Participants agreed that a permanent regional peace-keeping capability makes sense when compared to non African forces like RECAMP and ACRI not only because of the greater political acceptability, intimate knowledge of the conflict and the conflict terrain, more relevant military capabilities and, most importantly, greater commitment especially in the post-Somalia era in which external players show little interest and find it difficult to justify involvement in external operations to their local constituencies.

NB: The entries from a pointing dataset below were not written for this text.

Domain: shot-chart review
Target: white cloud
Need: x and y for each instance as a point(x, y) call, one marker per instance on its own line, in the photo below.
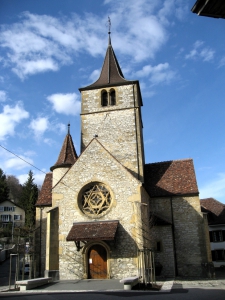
point(16, 163)
point(10, 118)
point(22, 178)
point(215, 188)
point(2, 96)
point(67, 104)
point(54, 41)
point(161, 73)
point(38, 178)
point(39, 126)
point(32, 67)
point(198, 52)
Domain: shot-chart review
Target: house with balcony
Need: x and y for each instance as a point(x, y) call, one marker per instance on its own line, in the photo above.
point(11, 213)
point(216, 222)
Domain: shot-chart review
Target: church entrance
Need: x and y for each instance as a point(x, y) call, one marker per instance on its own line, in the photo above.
point(97, 262)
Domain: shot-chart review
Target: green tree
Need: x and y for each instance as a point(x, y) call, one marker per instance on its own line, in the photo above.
point(4, 190)
point(28, 200)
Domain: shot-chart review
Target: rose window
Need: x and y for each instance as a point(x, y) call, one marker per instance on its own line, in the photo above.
point(96, 199)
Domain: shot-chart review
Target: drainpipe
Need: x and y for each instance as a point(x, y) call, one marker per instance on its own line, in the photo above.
point(135, 118)
point(173, 236)
point(41, 208)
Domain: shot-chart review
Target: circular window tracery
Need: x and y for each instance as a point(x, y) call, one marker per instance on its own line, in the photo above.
point(95, 199)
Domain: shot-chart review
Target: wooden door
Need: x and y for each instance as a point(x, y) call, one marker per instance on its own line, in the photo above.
point(97, 262)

Whilst in agreement with the five conditions highlighted by the lead speaker, there was an extensive discussion of the different trajectories in which these factors may manifest themselves and how they may affect the effectiveness of peace support operations. Participants keenly stressed the point that the idea of peace support operations should not be seen as a substitute for weak national militaries. Equally, the need to acknowledge the necessity of a peace-war continuum as a feature of the current international system, was stressed. By extension, understanding peace support operations as a continuum from peacekeeping to peace-enforcement to peace making was also underlined.

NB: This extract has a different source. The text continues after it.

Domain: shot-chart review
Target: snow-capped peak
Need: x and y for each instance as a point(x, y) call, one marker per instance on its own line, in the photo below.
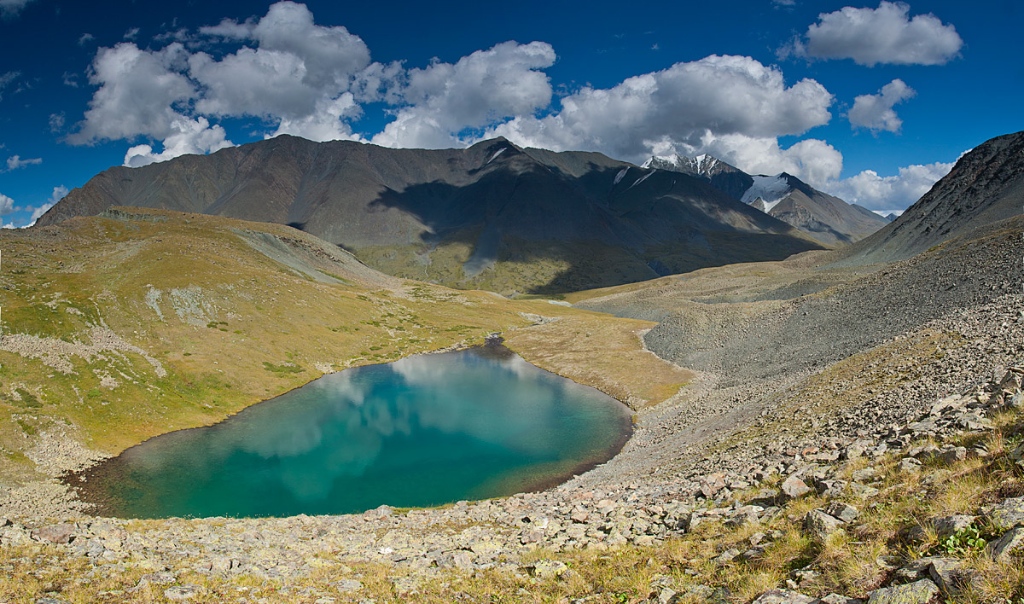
point(770, 189)
point(702, 165)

To enable ECOWAS develop an effective peace support operation therefore, it was agreed that the regional body must move away from current ad-hoc arrangements to a more permanent structure for sustained military co-operation. This should include among other things: joint training and field exercises and agreement on common equipment and doctrine. A more permanent structure will however require greater regional rather than single country influence and also in terms of burden sharing. The challenge that this poses is one of sustainability. Will Nigeria, for instance, be as willing to fund a future ECOMOG if it has less control? Some participants were however of the view that ECOWAS should not be too driven by a desperate effort at achieving complementarity since there is no sub-regional mechanisms without its own hegemon. To proponents of this view, proportionality is what should be aimed at, either through the sharing of tasks among countries just as the East Africans have managed to do in the recent past or through proportional contribution to a permanent regional peacekeeping force.

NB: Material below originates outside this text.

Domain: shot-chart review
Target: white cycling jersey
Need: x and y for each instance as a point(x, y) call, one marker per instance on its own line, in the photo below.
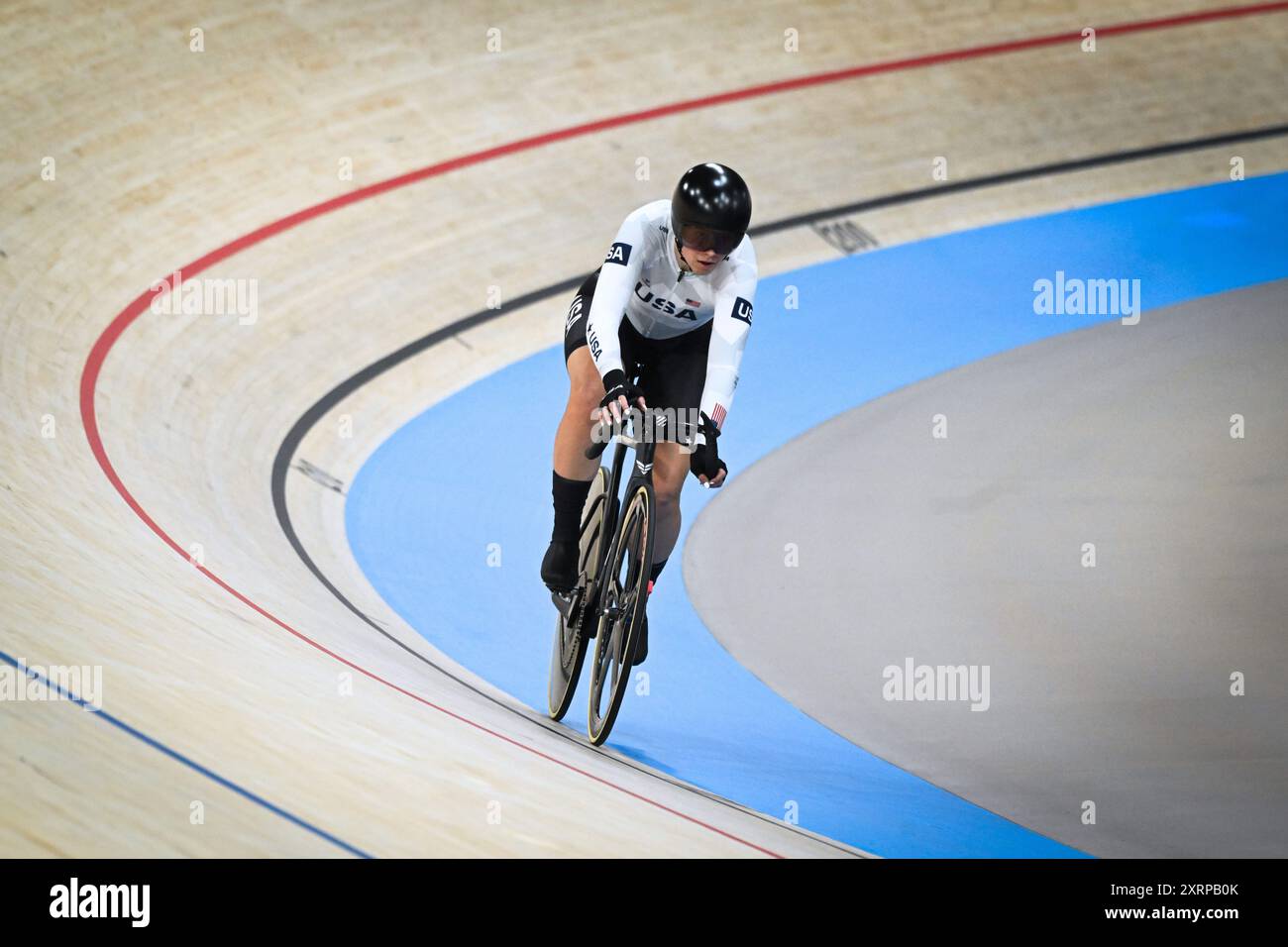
point(642, 278)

Some participants however wondered if it is realistic to expect ECOMOG to be a security wing of a weak regional body when it might be more appropriate for ECOMOG to be a stand-alone regional mechanism for collective security like NATO. A participant who played a significant role in the implementation of the ECOMOG operations in Liberia stressed the need for unanimity of views at the political and military levels. According to this participant observer, one of the difficulties that ECOMOG encountered at the early stages was the lack of clarity in the chain of command. The idea of a Peace support operations commander not having a clue as to where final authority lay affects the direction and effectiveness of the force. To this end, mandate should be very clear, the force should be balanced and rules of engagement crystal clear.

Still on the clarification of roles, another participant observer explained that the Force Commander was actually everything rolled into one – military director, political leader, ambassador etc on the ground and the command structure makes the Force Commander directly responsible/accountable to the Chairman of ECOWAS through the Executive Secretary. However, this did not work as effectively as envisaged given the treacherous terrain that the Force Commander had to operate under and the tensions between various wings of the operations. With hindsight, a permanent structure would have been more appropriate, but at inception – the founding fathers saw ECOMOG as a one-off affair. The fact that it has now existed for nine years leaving member states with huge burden makes the question of affordability a serious one.

Specifically, it was felt that greater complementarity might be achieved through the establishment of a Peace keeping Training Centre. Developing relationship with other African-led bilateral and regional military support operations such as the Southern African Development Community’s ISDSC or the East African Community’s military co-operation arrangement as well as with non-African initiatives like RECAMP and ACRI especially in the area of training and resources as well as interoperability of peacekeeping doctrine and equipment, were also seen as viable options. Whilst participants welcomed the concept of international assistance to strengthen the capacity of African peacekeeping efforts, they agreed that greater clarity was needed concerning the motivation and interests of the supporters of ACRI and RECAMP since the selection criteria for the countries included in the training initiative has been shrouded in secrecy.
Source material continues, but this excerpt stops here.